Amino Acid Degradation

• The separation of the amino group and metabolism of the carbon skeleton are crucial aspects of amino acid degradation.
• Transamination is a key reaction that transfers amino groups, creating new amino acids or necessary intermediates.
• Oxidative deamination removes the amino group, generating ammonia, a critical waste product.
• The metabolic fate of the resulting carbon skeleton (following the removal of the amino group) is either converted into glucose or fatty acids.
• Decarboxylation is a reaction that removes a carboxyl group from an amino acid, producing a biogenic amine.

Urea Cycle

• Ammonia, a toxic byproduct of amino acid metabolism, is converted to urea for excretion.
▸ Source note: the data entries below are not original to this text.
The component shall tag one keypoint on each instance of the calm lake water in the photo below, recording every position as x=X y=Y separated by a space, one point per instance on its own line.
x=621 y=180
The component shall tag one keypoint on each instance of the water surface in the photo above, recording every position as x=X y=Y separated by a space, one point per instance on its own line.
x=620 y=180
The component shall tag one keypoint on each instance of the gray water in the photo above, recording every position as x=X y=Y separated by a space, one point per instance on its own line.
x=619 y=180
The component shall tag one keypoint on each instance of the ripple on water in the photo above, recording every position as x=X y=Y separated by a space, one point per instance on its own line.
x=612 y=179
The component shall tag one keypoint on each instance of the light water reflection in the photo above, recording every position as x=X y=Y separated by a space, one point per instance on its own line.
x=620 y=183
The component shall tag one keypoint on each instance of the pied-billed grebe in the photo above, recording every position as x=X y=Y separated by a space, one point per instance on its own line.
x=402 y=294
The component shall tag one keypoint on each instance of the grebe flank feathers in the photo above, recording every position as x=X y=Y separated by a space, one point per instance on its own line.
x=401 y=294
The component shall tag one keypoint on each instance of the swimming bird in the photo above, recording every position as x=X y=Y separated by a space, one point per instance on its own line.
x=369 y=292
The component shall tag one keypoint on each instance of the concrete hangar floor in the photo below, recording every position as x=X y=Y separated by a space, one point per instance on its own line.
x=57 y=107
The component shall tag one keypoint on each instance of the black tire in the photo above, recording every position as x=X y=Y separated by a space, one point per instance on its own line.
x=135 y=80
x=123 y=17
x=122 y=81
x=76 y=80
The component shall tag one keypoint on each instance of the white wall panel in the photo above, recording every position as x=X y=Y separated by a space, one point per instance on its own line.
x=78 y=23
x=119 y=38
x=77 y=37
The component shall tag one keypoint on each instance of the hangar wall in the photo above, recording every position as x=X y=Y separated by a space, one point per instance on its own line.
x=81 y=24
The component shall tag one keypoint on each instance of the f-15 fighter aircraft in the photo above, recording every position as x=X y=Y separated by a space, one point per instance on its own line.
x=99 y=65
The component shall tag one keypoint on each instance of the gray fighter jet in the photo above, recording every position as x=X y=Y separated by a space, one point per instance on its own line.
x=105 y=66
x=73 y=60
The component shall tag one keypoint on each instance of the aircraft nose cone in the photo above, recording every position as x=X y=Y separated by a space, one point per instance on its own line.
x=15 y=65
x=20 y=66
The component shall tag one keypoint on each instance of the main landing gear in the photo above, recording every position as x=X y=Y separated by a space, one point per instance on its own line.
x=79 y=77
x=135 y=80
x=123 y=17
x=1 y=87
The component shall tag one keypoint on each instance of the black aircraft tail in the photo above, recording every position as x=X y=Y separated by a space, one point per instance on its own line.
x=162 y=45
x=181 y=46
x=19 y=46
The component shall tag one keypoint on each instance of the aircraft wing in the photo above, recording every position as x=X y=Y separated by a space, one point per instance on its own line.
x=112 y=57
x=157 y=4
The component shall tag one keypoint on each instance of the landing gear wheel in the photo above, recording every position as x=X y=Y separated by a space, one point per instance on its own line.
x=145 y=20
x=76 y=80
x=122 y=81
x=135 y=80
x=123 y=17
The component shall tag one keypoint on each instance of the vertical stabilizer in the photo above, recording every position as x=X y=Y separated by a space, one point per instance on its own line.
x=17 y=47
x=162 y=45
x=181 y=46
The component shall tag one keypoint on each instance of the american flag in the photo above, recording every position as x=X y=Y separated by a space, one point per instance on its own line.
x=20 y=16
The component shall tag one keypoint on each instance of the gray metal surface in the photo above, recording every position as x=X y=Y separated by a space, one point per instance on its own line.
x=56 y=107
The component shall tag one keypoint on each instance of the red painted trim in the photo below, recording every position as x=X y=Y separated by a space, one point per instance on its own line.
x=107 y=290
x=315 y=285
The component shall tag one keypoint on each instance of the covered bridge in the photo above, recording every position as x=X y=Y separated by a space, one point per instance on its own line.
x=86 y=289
This process is crucial for the liver to remove toxic ammonia.
• The urea cycle is a series of enzymatic reactions in the liver.
• Ammonia or NH3 is converted to urea through a series of reactions.
• Ammonia is transferred in two steps:
  • Forming carbamoyl phosphate.
  • Forming urea.
• The urea cycle links to the TCA cycle via aspartate and fumarate.

Biogenic Amines

• Biogenic amines are nitrogen-containing organic compounds derived from amino acids through decarboxylation.
• Many biogenic amines function as neurotransmitters or hormones in the brain.
• Examples include histamine, serotonin, and catecholamines (such as dopamine, norepinephrine, and epinephrine).
• They are important for various physiological processes including allergic and inflammatory reactions, gastric acid secretion, and neural transduction.

Porphyrin Degradation

• Porphyrin degradation disorders can lead to jaundice due to problems in breaking down porphyrins.
• Defective enzyme activity can cause accumulation which interferes with physiological pathways, leading to toxic intermediates.

Nucleotide Metabolism

• Nucleotides are composed of three parts: a nitrogenous base, a pentose sugar, and phosphate group.
• Purines and pyrimidines are two types of nitrogenous bases.
• Key compounds in nucleotide metabolism are adenine, guanine, cytosine, thymine, and uracil.
• Nucleotide synthesis utilizes intermediates of the pentose phosphate pathway.
• Nucleotide synthesis involves various amino acids, including aspartic acid, glycine, and glutamine.